新事業を率いていたり、普段から部署のメンバーとの会話が頻繁だったりした管理者は「対面コミュニケーション」を好む。情報通信技術の大手企業の中間管理職のPさん(37)は「上司たちは、普段手足のように使っていた人間が目の前に見えないと不便さを感じる。対面報告が多いチーム長たちはそれを察して出勤することが多い」と話す。インターネット業界のCさん(36)も、「ちょうど新しい事業を構想中だった。テレビ会議では深い対話が難しいので、みんなで出勤することにした」と語る。製造大手企業の役員Jさん(55)は「在宅勤務の社員に一度電話しようと思っても、自分を監視していると誤解されるんじゃないか、通話内容を誰がに盗み聞きされるんじゃないかと慎重になっている。資料もプリントアウトして下線を引けば済むのに、クラウドにつないで文書をアップしなければならないため、不便でイライラする」という。
共働き家庭は意見が分かれた。通信企業のマーケティングに従事するIさん(38)は「子どもが仕事をじゃませず、横で本を読んだりして一人でよく遊んでいる」と在宅勤務に満足を示した。一方、公共機関で働くJさん(34)は「子どもがいたらパソコンのキーボードを手で叩いたり、電話中に話しかけてきたりする。子どもの目が覚める前の明け方と真夜中、昼寝の時間に業務を集中的に処理する」という。急な電話の時は、テレビをつけたり、アイスクリームを与えたりしているという。
在宅勤務に満足している人が挙げる長所の一つは、断然「通勤がない」こと。別名「パンツコーディング(下着姿でコンピューターコーディング)」、「パジャマ会議(パジャマのズボンのままでテレビ会議に出席)」が可能だという。苦手な上司に会わなくて済み、好きな時に自由に休めるという点も長所として挙げられる。
在宅勤務をしたくてもできない業種や職務もある。物流仲介(フォワーディング)業に従事するIさん(29)は4日に在宅勤務を指示されたが、自ら出勤した。「特異事項を表示し、他の社員に伝達し保管するという主な業務過程は、デジタルファイルではなく紙の書類で行っている。在宅は事実上不可能だ」と述べる。建物の設計関連業務を担当するPさん(38)も「普段からコンピューター支援設計(CAD)などの容量が大きなプログラムを使っており、モニターも2台使うため、在宅は最初から期待もしていなかった」と話す。

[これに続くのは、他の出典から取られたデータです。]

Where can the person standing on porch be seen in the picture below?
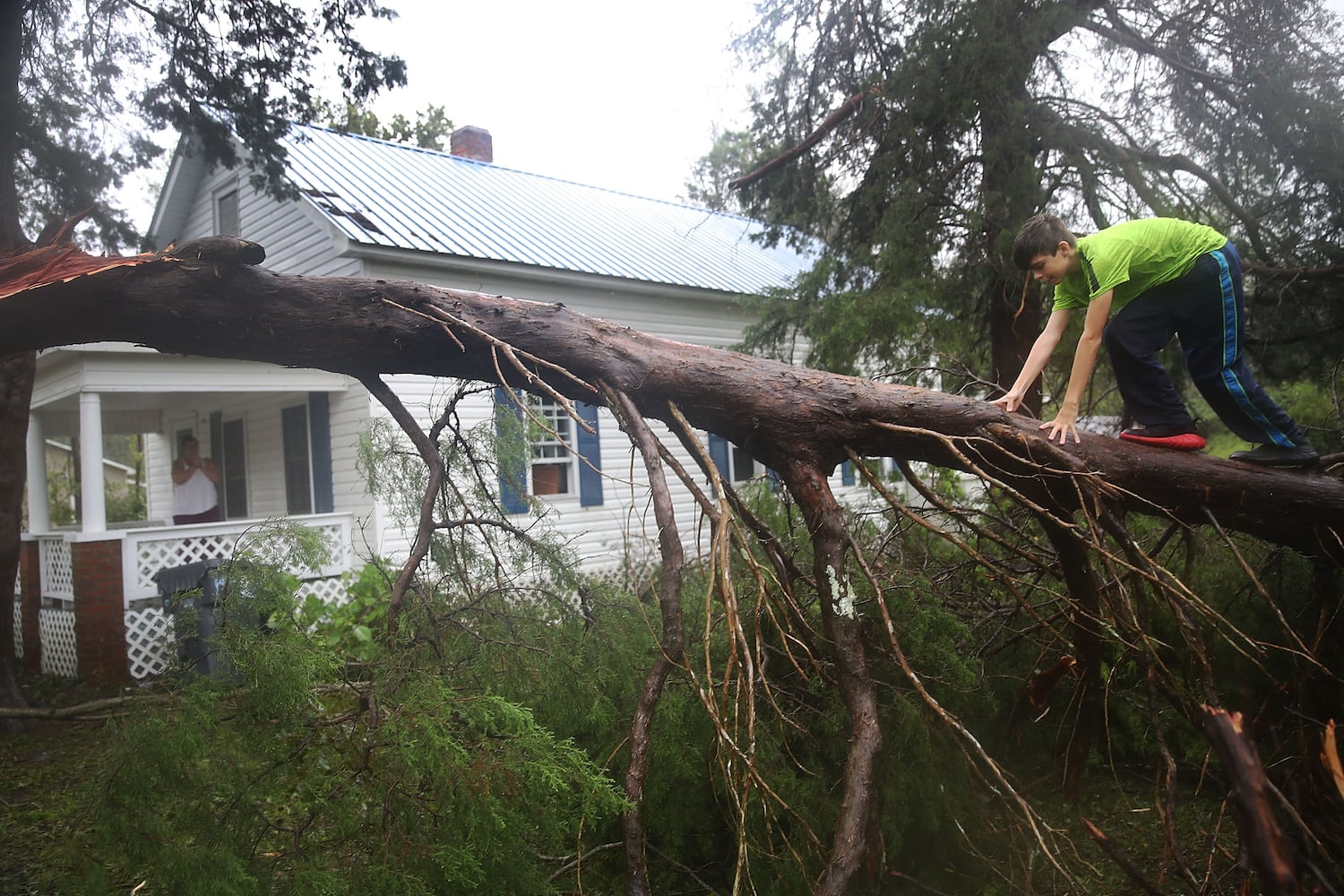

セキュリティーやシステムの安定性が重要な金融業も、100%の在宅転換ではなくオフィス分離とローテーション勤務を選んでいる。4つの市中銀行と一部の資産運用会社が1カ所以上の代替オフィスを設置しており、金融専用のコンピューターを使う職員たちも交代で通勤している。製造業の工場の生産職と、彼らと共に働く事務職も出勤は必須だ。製造業の品質管理チームで働くLさん(29)は「毎日工場に入って作業者の状況を見なければならず、上にも報告しなければならない。工場が閉鎖されない限り在宅勤務はない」と述べた。